The use of antibiotics — crucial as they are — in our earliest years of life has increasingly been suspected of fueling later health problems, particularly obesity. Now, a new study published Tuesday in The Lancet Diabetes & Endocrinology suggests that it’s actually childhood infections that may be to blame.

Researchers at California-based Kaiser Permanente, the country’s largest managed healthcare company, studied the electronic health records of more than 200,000 children born between 1997 to 2013. They specifically looked at children who came down with bacterial infections in the first year of life but avoided antibiotics and compared their risk of developing later obesity to children with no documented infections. The former group of children had a 25 percent increased risk on average, they found, while more infections predicted a greater risk. Conversely, there was no difference in risk between children who took antibiotics in the first year of life and those who went untreated, further supporting their findings.

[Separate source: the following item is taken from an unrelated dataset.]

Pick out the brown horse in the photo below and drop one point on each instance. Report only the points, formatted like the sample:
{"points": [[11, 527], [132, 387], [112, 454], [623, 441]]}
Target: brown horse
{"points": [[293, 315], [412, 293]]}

"In previous studies, antibiotics used to treat infant infections have been associated with weight gain. However, we separated the two factors and found that antibiotics do not, themselves, appear to be associated with childhood obesity," said lead author Dr. De-Kun Li, a reproductive and perinatal epidemiologist at Kaiser Permanente’s research division, in a statement.

Whichever is the real culprit, neither infections nor antibiotics seem to directly cause our bodies to balloon up. Rather, scientists theorize it’s the effect either has on our microbiome — the vast community of generally harmless or even beneficial microorganisms that live in and on us, particularly in our guts — that can trigger weight gain.

In exchange for a comfy home, gut bacteria typically help our body function in any number of ways, including digestion. When this delicate balance is disturbed, however, things can go awry. In particular, it might wreak havoc with our metabolism or hormone production, making it easier to become fat or adopt an unhealthy appetite. It should be noted, though, that not all research supports this theory, and the exact role of the microbiome in obesity is still being hotly debated.

Regardless, Li’s team hopes their findings bring us one step closer to settling these vital questions.

"Our study is one of the largest analyses of the interplay among infections, antibiotic use and childhood obesity, and adds important evidence to a small but growing body of research on how the microbiome, or gut bacteria, may be affecting children's development," said Li.